On his second day of his confirmation hearings, retired Judge Michael Mukasey was asked by Senator Whitehouse whether or not he considered waterboarding torture. Most reasonable people would think this is a no-brainer, especially since Mukasey said on the first day of his testimony that torture was antithetical to American values and that “the president can’t authorize torture because torture is barred both by statute and the constitution.” But just as he skirted around the question of closing down Gitmo, Mukasey did the same on waterboarding by spouting legalism.

Watch it.

It’s also a rather odd that Mukasey claimed he could not say whether or not it was torture because he did not know what was involved in the technique and yet is touted as a judge experience in national security issues and terrorism cases.

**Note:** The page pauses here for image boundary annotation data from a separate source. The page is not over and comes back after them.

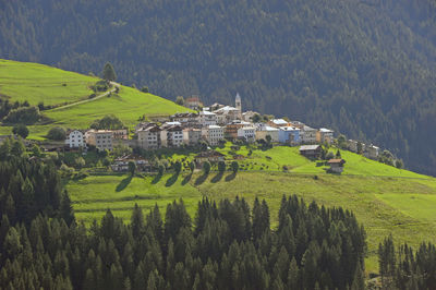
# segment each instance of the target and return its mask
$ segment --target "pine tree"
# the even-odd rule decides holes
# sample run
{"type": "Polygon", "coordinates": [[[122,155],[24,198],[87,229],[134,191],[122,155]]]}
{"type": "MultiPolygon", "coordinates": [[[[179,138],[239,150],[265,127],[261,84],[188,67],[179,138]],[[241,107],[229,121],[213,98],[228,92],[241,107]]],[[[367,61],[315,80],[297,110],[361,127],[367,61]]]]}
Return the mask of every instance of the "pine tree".
{"type": "Polygon", "coordinates": [[[299,287],[299,266],[296,265],[296,261],[294,257],[292,258],[291,264],[289,265],[287,288],[289,290],[300,289],[300,287],[299,287]]]}
{"type": "Polygon", "coordinates": [[[140,239],[142,232],[144,231],[144,216],[141,207],[135,203],[135,207],[132,212],[131,223],[132,234],[135,239],[140,239]]]}
{"type": "Polygon", "coordinates": [[[59,214],[68,226],[71,226],[71,223],[75,220],[73,205],[66,191],[63,192],[59,214]]]}

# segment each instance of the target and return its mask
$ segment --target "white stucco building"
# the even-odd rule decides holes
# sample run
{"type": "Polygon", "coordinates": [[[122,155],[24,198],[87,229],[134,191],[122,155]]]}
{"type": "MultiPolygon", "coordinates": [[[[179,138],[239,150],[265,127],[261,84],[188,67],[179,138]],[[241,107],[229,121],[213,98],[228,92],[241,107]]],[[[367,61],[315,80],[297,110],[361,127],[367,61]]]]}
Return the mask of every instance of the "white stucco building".
{"type": "Polygon", "coordinates": [[[85,135],[80,130],[72,130],[66,132],[65,144],[70,148],[86,147],[85,135]]]}
{"type": "Polygon", "coordinates": [[[256,141],[256,128],[254,126],[243,126],[238,129],[238,138],[245,140],[246,142],[256,141]]]}

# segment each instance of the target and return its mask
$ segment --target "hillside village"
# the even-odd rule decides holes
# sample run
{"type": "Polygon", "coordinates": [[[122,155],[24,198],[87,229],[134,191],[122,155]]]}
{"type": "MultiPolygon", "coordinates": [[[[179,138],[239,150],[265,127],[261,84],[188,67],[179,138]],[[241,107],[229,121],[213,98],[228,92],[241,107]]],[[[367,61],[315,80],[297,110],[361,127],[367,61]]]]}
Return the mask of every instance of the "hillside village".
{"type": "MultiPolygon", "coordinates": [[[[262,119],[257,112],[243,111],[239,94],[235,96],[234,107],[221,104],[204,107],[198,97],[186,98],[184,106],[195,112],[180,112],[152,122],[140,122],[134,128],[132,138],[129,129],[69,130],[65,146],[68,149],[95,147],[99,152],[111,152],[116,144],[121,143],[132,148],[156,150],[196,146],[201,143],[214,147],[226,141],[241,141],[249,144],[258,142],[271,145],[300,145],[300,153],[303,156],[317,159],[320,156],[320,145],[330,145],[335,141],[335,132],[326,128],[314,129],[300,121],[284,119],[262,119]]],[[[377,159],[379,155],[379,148],[374,145],[365,146],[349,140],[347,146],[351,152],[363,153],[371,159],[377,159]]],[[[211,152],[206,159],[214,161],[216,155],[211,152]]],[[[198,158],[203,160],[205,156],[198,158]]],[[[142,168],[144,162],[141,158],[136,160],[138,168],[142,168]]],[[[334,159],[329,165],[334,171],[341,172],[343,161],[334,159]]],[[[126,160],[119,159],[112,169],[125,171],[126,166],[126,160]]]]}

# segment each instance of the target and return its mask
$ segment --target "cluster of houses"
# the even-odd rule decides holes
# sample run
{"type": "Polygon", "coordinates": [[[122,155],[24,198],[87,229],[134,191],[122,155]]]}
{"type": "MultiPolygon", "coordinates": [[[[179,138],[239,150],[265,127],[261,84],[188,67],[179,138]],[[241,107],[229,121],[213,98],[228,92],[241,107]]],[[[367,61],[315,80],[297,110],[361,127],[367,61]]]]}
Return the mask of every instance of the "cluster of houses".
{"type": "MultiPolygon", "coordinates": [[[[242,100],[238,94],[234,107],[214,104],[204,107],[198,97],[187,98],[184,105],[196,112],[175,113],[160,122],[141,122],[135,126],[135,137],[129,138],[129,130],[72,130],[66,134],[65,145],[70,148],[95,146],[98,150],[112,150],[121,142],[131,147],[159,149],[195,146],[206,142],[210,146],[219,145],[225,140],[241,140],[247,143],[264,141],[276,144],[301,145],[300,153],[308,158],[318,158],[319,144],[334,142],[334,131],[325,128],[314,129],[299,121],[271,119],[267,122],[253,122],[254,111],[242,111],[242,100]]],[[[352,152],[361,152],[366,157],[377,159],[379,148],[374,145],[348,141],[352,152]]],[[[206,154],[206,153],[205,153],[206,154]]],[[[210,154],[210,153],[209,153],[210,154]]],[[[198,160],[206,156],[198,156],[198,160]]],[[[207,156],[222,158],[222,156],[207,156]]],[[[144,171],[150,170],[149,164],[142,164],[137,157],[126,156],[116,160],[114,171],[124,171],[129,161],[135,161],[144,171]]],[[[340,172],[343,162],[331,160],[332,171],[340,172]]]]}
{"type": "MultiPolygon", "coordinates": [[[[197,97],[187,98],[185,105],[193,109],[202,108],[197,97]]],[[[267,141],[288,145],[331,143],[334,131],[313,129],[299,121],[272,119],[266,123],[253,123],[256,112],[242,112],[242,100],[238,94],[235,106],[214,104],[197,112],[175,113],[162,123],[142,122],[135,126],[137,138],[129,140],[123,130],[73,130],[68,132],[65,144],[69,147],[93,145],[99,150],[113,148],[114,141],[122,141],[144,149],[180,147],[207,142],[211,146],[225,140],[242,140],[247,143],[267,141]]]]}

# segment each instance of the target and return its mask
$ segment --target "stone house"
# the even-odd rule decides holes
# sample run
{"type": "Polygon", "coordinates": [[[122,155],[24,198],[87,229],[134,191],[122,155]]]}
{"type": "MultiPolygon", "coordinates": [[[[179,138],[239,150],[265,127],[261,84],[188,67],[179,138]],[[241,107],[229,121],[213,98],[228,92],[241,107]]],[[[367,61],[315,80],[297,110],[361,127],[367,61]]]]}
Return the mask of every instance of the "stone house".
{"type": "Polygon", "coordinates": [[[86,144],[98,150],[113,149],[113,132],[110,130],[89,130],[85,133],[86,144]]]}
{"type": "Polygon", "coordinates": [[[329,171],[332,173],[342,173],[343,171],[343,165],[346,164],[346,160],[343,159],[330,159],[327,161],[327,164],[330,166],[329,171]]]}
{"type": "Polygon", "coordinates": [[[300,154],[311,159],[318,159],[322,149],[320,145],[303,145],[300,146],[300,154]]]}
{"type": "Polygon", "coordinates": [[[137,131],[137,145],[143,149],[158,149],[161,146],[160,128],[150,123],[137,131]]]}
{"type": "Polygon", "coordinates": [[[185,145],[195,146],[202,140],[202,130],[194,128],[186,128],[183,130],[183,142],[185,145]]]}
{"type": "Polygon", "coordinates": [[[334,131],[326,128],[320,128],[318,132],[316,132],[316,142],[327,142],[331,144],[334,142],[334,131]]]}
{"type": "Polygon", "coordinates": [[[257,128],[256,131],[256,140],[265,140],[266,136],[269,135],[271,137],[272,143],[279,142],[279,130],[274,126],[263,125],[257,128]]]}

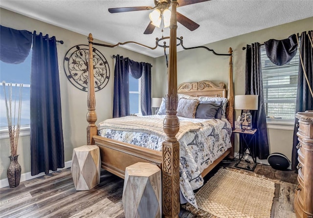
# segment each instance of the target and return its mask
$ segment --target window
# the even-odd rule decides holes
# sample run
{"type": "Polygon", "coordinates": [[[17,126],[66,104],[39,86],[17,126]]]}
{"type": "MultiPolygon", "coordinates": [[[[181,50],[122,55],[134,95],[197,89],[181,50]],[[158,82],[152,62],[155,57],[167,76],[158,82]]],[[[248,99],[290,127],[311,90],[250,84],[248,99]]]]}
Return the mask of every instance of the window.
{"type": "Polygon", "coordinates": [[[273,64],[264,45],[261,47],[263,91],[267,118],[269,121],[294,119],[299,55],[282,66],[273,64]]]}
{"type": "MultiPolygon", "coordinates": [[[[5,81],[6,86],[12,83],[12,111],[14,111],[14,105],[15,93],[15,84],[18,86],[23,84],[22,89],[22,113],[21,115],[21,133],[20,135],[29,134],[30,125],[29,99],[30,97],[30,70],[31,65],[31,50],[29,52],[28,56],[22,63],[15,65],[6,64],[1,61],[0,62],[0,131],[1,138],[6,137],[7,134],[7,119],[6,117],[6,109],[5,107],[5,100],[4,95],[3,87],[2,82],[5,81]],[[25,132],[27,130],[28,133],[25,132]]],[[[6,92],[8,97],[7,87],[6,92]]],[[[19,94],[17,93],[17,101],[18,102],[19,94]]],[[[12,114],[12,117],[13,117],[12,114]]],[[[17,116],[16,116],[17,119],[17,116]]],[[[15,123],[17,124],[16,120],[15,123]]],[[[13,122],[12,122],[13,124],[13,122]]]]}
{"type": "Polygon", "coordinates": [[[129,108],[131,114],[141,114],[140,79],[129,75],[129,108]]]}

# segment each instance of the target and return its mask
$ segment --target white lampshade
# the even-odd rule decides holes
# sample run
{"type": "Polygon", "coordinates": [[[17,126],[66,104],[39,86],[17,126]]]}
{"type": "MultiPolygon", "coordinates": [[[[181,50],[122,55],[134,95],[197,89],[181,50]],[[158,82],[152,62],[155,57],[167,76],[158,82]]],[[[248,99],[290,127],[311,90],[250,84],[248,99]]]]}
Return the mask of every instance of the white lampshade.
{"type": "Polygon", "coordinates": [[[235,109],[237,110],[257,110],[258,95],[241,95],[235,96],[235,109]]]}
{"type": "Polygon", "coordinates": [[[162,103],[162,98],[152,98],[151,99],[151,108],[159,108],[162,103]]]}

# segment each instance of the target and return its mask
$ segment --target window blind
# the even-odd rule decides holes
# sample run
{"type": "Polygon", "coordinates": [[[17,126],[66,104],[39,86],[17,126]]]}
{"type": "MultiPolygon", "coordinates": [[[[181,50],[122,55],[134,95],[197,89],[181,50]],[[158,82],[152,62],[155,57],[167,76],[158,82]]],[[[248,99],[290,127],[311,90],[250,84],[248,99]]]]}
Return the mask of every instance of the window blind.
{"type": "Polygon", "coordinates": [[[270,61],[265,47],[261,45],[261,62],[267,117],[294,119],[299,69],[298,53],[290,62],[278,66],[270,61]]]}

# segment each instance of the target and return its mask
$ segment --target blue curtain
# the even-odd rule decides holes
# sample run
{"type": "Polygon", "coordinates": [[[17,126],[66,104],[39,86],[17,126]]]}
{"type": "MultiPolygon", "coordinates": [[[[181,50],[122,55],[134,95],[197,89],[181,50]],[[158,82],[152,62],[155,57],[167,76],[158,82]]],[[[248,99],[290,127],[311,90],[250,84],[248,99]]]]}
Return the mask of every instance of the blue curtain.
{"type": "MultiPolygon", "coordinates": [[[[309,86],[313,87],[313,48],[311,44],[309,36],[312,37],[313,31],[308,32],[309,36],[306,32],[301,34],[301,39],[300,43],[300,54],[303,59],[303,65],[305,68],[308,80],[310,84],[308,84],[304,76],[304,72],[301,62],[299,63],[299,72],[298,73],[298,89],[297,89],[297,99],[295,104],[295,112],[304,112],[306,110],[313,110],[313,97],[311,95],[309,86]]],[[[298,140],[298,118],[295,118],[293,130],[293,146],[291,158],[291,169],[296,170],[298,161],[298,149],[296,147],[299,143],[298,140]]]]}
{"type": "Polygon", "coordinates": [[[141,63],[142,68],[141,76],[141,113],[144,116],[151,115],[151,65],[141,63]]]}
{"type": "Polygon", "coordinates": [[[114,70],[113,117],[128,116],[129,110],[129,59],[117,55],[114,70]]]}
{"type": "Polygon", "coordinates": [[[0,60],[8,64],[20,64],[29,54],[33,34],[27,30],[18,30],[0,26],[0,60]]]}
{"type": "Polygon", "coordinates": [[[33,36],[30,78],[31,174],[64,167],[63,133],[55,37],[33,36]]]}
{"type": "Polygon", "coordinates": [[[254,152],[259,159],[267,159],[269,154],[266,123],[266,114],[263,96],[262,72],[261,66],[260,44],[247,45],[246,53],[246,95],[259,95],[259,109],[251,110],[253,128],[258,129],[257,151],[254,152]]]}
{"type": "Polygon", "coordinates": [[[141,112],[143,115],[151,115],[151,65],[117,55],[114,72],[113,117],[130,114],[130,74],[135,79],[141,78],[141,112]]]}

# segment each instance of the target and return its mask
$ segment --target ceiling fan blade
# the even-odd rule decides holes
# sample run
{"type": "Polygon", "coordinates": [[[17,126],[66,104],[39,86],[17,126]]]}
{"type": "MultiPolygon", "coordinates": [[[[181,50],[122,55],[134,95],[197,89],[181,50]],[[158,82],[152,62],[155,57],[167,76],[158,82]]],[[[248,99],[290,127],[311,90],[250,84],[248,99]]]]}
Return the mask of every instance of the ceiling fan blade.
{"type": "Polygon", "coordinates": [[[145,30],[143,34],[151,34],[153,32],[153,31],[155,30],[155,28],[156,28],[156,26],[155,26],[154,25],[153,25],[152,22],[150,22],[148,25],[148,26],[147,26],[147,28],[146,28],[146,30],[145,30]]]}
{"type": "Polygon", "coordinates": [[[188,5],[188,4],[195,4],[196,3],[202,2],[203,1],[208,1],[210,0],[178,0],[179,7],[188,5]]]}
{"type": "Polygon", "coordinates": [[[194,31],[198,27],[200,26],[199,24],[194,22],[191,20],[185,17],[181,14],[176,12],[177,15],[177,22],[180,23],[182,25],[187,27],[190,31],[194,31]]]}
{"type": "Polygon", "coordinates": [[[139,6],[138,7],[116,7],[116,8],[109,8],[109,12],[110,13],[127,12],[128,11],[145,11],[146,10],[149,10],[152,8],[152,7],[150,6],[139,6]]]}

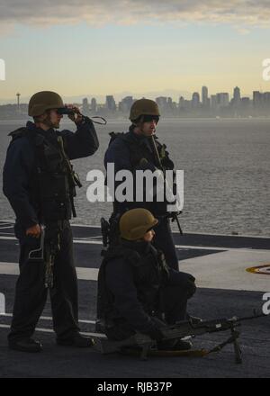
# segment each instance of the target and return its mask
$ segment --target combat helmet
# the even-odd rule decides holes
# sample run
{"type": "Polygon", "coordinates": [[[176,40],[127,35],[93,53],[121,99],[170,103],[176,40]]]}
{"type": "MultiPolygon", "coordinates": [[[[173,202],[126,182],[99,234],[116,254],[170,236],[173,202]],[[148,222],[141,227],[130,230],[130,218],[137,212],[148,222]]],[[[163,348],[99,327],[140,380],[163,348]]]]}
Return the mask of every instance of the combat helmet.
{"type": "Polygon", "coordinates": [[[34,94],[30,99],[28,115],[36,117],[43,114],[47,110],[63,109],[63,100],[58,94],[51,91],[40,91],[34,94]]]}
{"type": "Polygon", "coordinates": [[[140,99],[130,108],[130,120],[134,122],[142,115],[160,116],[158,105],[150,99],[140,99]]]}
{"type": "Polygon", "coordinates": [[[127,240],[140,239],[158,222],[158,220],[147,209],[131,209],[120,219],[120,236],[127,240]]]}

He could not have expected the committee to sincerely believe that he was unfamiliar with what was actually involved in waterboarding. So Sen. Whitehouse gave him the quick and dirty and told him that it consisted of “putting someone in a reclining position, strapping him down, putting cloth over their faces and pouring water over the cloth to simulate the feeling of drowning.” That kind of explanation should be clear to anyone. Yet all Mukasey said was “if it amounts to torture it is not Constitutional.”

Perhaps, this might be an indication that though he may be willing to tell the President no on certain occassions it does not mean he is not oppose to executive power operating outside of the bounds of law for national security reasons. This view of executive power might also explain why he was also reluctant to go along with shutting down Gitmo on day one of the hearings.

But more importantly, it seems to suggest that Mukasey may be unwilling to put a end to torture and other abuses once he becomes attorney general, despite saying such interrogation techniques are against everything this country stands for.